1:30 p.m. – 2:30 p.m. SESSION 15 – LATEST DEVELOPMENTS IN TSA REGULATIONS AND POLICIES
Francine Kerner, Chief Counsel │ TSA

This conference’s annual presentation from the TSA’s Chief Counsel on TSA legal issues is always one of the highlights. The first and only TSA Chief Counsel provides an update on current legal issues facing the agency and offers an insider’s perspective on how the TSA interacts with local law enforcement, airport staff, and airport counsel. This session will provide a frank, off-the-record discussion of legal problems facing airport security.
   
2:30 p.m. – 3:30 p.m. CONCURRENT SESSIONS

SESSION 16 – COMMERCIAL AIRPORT AGREEMENTS

Joseph F. Messina, Deputy Director of Regulatory Affairs │ Philadelphia International Airport
Eric T. Smith │ Kaplan Kirsch & Rockwell LLP
Peter J. Kirsch │ Kaplan Kirsch & Rockwell LLP, Moderator

The structure and length of airline leases and agreements with other aeronautical users have both changed significantly in the last few years. This session explores the current trends in negotiation of use and lease agreements with airlines and other service providers at commercial airports and discusses strategies that airports can use in these negotiations. The session will examine the legal parameters under which airport negotiations occur and the strategies that airlines and others have used in such negotiations.

SESSION 17 – GENERAL AVIATION AIRPORT AGREEMENTS

Corinne Nystrom, Airport Director │ Falcon Field Airport
W. Eric Pilsk │ Kaplan Kirsch & Rockwell LLP

General aviation airports face entirely different constraints from their commercial airport colleagues when negotiating agreements for FBOs and other service providers.
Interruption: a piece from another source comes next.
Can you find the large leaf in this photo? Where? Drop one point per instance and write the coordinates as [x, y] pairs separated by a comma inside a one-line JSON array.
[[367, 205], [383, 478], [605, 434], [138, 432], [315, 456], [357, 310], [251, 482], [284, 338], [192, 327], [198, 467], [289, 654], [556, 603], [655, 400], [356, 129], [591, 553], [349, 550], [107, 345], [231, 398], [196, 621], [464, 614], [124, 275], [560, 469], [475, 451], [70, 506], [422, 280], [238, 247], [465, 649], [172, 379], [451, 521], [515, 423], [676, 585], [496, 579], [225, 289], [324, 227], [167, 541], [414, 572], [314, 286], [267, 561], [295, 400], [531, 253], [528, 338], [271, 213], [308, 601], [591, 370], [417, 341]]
This session discusses the role of minimum standards and rules/regulations at general aviation airports and the best practices for negotiation with service providers. The session addresses the increasingly competitive environment wrought by consolidation in the FBO industry and what that means for lease and other negotiations.
   
3:45 p.m. – 5:00 p.m. SESSION 18 – HOT TOPICS AND 2018 FORECAST OF FORTHCOMING LEGAL ISSUES
John E. Putnam │ Kaplan Kirsch & Rockwell LLP, Moderator
Conference Faculty

The final session of the conference welcomes all faculty members to the podium to discuss a forecast for the coming year – new and regulatory policy initiatives, the status and predictions for reauthorization of the FAA, pending litigation, and other forums in which new airport law may arise. This interactive session provides a capstone to the conference and an opportunity for participants to hear the faculty’s differing perspectives on hot legal topics facing airport lawyers.

Additional Materials:
City of Phoenix v. FAA (D.C. Cir No. 15-1158) (August 28, 2017).